30 de jan de 2012

O caso Laerte, cúmulo do subjetivismo ou a prática comum do constrangimento das minorias

Começo a acreditar que 2012 será o fim destes tempos ou pelo menos o seu prefácio. Um episódio tosco foi repercutido no dia de hoje pela imprensa que quer tornar relevante uma tolice. Acompanhemos o caso.

O cartunistas Laerte, da Folha de São Paulo, é um homem que resolveu a partir de algum tempo vestir-se de mulher, e assim ele anda acompanhado da namorada. Na noite de ontem ao ir ao banheiro o cartunista optou pelo toilete feminino o que constrangeu uma mulher acompanhada de sua filha pequena. Atendendo à reclamação da cliente, um dos sócios da pizzaria pediu a Laertes que este passasse a utilizar o banheiro feminino.


O pedido coerente do dono do estabelecimento  foi o suficiente para desencadear a síndrome do vitimismo no homem que não se assume homossexual mas age como tal. Segundo a Folha de São Paulo - onde trabalha Laertes - o caso foi parar na Secretaria da Justiça do Estado de São Paulo e segundo a coordenadora estadual de políticas para a diversidade sexual Laertes deve procurar os seus direitos.

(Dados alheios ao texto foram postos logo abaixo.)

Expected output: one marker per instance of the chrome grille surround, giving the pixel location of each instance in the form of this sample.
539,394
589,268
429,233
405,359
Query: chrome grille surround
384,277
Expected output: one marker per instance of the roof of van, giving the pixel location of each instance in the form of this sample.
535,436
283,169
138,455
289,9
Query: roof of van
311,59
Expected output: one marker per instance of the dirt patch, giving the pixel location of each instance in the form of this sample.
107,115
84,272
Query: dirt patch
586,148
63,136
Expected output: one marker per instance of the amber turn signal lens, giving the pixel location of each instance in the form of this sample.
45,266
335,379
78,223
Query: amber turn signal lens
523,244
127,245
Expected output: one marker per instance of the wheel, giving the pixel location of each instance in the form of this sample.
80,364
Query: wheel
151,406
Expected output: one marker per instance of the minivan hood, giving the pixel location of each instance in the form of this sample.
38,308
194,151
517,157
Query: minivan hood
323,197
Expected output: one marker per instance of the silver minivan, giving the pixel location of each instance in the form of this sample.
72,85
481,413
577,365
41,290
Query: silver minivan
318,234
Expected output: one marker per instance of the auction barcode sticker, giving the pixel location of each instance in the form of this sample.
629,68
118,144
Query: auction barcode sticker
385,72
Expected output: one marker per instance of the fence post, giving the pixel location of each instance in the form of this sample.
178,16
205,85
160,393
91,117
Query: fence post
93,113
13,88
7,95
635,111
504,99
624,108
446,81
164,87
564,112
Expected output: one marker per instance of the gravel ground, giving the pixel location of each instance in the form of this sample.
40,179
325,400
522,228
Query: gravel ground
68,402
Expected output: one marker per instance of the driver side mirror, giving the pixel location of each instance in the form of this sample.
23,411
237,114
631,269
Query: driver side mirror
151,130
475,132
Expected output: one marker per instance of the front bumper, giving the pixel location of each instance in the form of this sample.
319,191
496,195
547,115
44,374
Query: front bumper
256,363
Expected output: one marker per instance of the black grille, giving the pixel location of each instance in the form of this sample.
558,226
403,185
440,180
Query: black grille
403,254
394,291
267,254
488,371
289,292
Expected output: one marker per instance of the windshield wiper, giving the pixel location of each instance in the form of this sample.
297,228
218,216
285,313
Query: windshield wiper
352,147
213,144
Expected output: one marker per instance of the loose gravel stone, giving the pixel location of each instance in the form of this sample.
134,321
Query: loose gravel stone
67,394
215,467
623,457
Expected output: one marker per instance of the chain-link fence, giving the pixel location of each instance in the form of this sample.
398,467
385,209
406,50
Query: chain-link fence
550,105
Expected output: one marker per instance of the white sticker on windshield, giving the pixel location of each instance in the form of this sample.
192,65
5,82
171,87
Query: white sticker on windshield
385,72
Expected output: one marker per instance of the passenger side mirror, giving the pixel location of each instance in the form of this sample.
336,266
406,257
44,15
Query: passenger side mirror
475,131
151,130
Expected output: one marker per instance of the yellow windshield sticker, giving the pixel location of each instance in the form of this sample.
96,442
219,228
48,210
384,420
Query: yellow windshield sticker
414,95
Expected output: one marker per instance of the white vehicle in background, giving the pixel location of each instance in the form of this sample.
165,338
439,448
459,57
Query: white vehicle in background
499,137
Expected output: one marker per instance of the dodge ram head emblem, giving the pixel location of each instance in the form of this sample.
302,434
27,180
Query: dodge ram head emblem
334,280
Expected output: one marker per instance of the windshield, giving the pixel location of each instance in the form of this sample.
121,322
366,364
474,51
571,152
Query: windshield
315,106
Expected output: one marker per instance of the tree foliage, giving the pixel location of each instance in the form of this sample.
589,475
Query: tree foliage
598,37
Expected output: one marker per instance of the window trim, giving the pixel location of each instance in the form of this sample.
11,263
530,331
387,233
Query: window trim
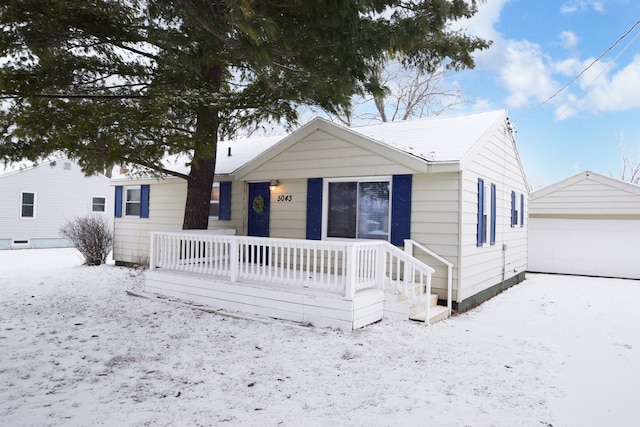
480,215
211,201
494,198
22,204
104,205
358,180
125,201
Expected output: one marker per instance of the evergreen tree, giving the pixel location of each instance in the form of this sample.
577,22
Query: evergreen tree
131,81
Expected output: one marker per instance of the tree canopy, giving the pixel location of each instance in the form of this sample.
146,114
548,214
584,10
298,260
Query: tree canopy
129,82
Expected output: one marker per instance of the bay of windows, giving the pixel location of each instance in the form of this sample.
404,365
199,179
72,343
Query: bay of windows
358,209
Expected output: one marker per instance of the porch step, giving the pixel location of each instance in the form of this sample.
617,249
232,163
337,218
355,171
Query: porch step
433,299
437,313
399,307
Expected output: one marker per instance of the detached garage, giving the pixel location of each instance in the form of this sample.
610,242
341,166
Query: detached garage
589,225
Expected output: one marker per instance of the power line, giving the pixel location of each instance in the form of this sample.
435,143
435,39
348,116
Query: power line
581,72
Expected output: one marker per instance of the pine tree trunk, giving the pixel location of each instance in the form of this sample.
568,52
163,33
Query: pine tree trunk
200,181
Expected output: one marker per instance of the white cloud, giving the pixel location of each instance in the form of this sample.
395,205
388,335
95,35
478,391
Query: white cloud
525,73
602,90
616,92
568,39
582,5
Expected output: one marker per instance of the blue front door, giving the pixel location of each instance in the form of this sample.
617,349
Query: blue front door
259,204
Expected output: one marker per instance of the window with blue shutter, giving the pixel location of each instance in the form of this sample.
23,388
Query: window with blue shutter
144,201
314,209
225,201
481,224
514,213
492,238
131,201
400,209
118,202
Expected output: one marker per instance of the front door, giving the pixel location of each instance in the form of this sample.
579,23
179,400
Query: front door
259,204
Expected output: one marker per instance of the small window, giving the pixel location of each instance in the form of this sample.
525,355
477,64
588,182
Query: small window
98,204
358,209
214,204
28,205
485,217
132,201
481,236
514,211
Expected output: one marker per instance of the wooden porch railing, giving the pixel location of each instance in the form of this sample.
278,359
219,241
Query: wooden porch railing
339,267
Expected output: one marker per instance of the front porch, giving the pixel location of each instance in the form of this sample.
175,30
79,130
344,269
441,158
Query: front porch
345,285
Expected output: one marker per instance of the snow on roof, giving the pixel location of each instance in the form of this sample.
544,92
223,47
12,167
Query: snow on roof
231,155
24,165
435,139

Agora caro leitor reflitamos, que direito tem este senhor? O de andar vestido de mulher? Mas isto ele faz e ninguém o proíbe. O direito de ser atendido no estabelecimento travestido de mulher? Mas ele foi recepcionado como manda o figurino. Senhores, vejam o direito aspirado pelo senhor que parece meio destrambelhado. Assim diz o artigo do Luciano  Martins Costa informando sobre notas da Folha de São Paulo, do Observatório da Imprensa, "o cartunista quer poder escolher qual banheiro usar, conforme seu humor estiver mais feminino ou masculino em cada circunstância".

E vejam, o caso já mobilizou associações de travestis e transexuais.

O artigo de Martins sobre o assunto é magistral: "Considerando-se a recente carnavalização do Judiciário, é muito provável que a questão do banheiro do cartunista travesti acabe no Supremo Tribunal Federal – e poderíamos então acompanhar um instigante debate entre os senhores ministros sobre o gênero de vestimentas mais nobres, como a batina sacerdotal ou a toga dos magistrados".

Parece que estamos diante do cúmulo do relativismo. E haja direitos - desnecessários - para as minorias. A pessoa que foi constrangida por Laertes e deveria está no centro da discussão serviu apenas como patamar para elevar uma discussão descabida. 

E olha, pelo andar da carruagem, em breve, o constrangimento desta senhora que presenciou diante da filha um homem utilizar do mesmo  banheiro e o pedido  do dono da pizzaria serão consideradas ações homofóbicas.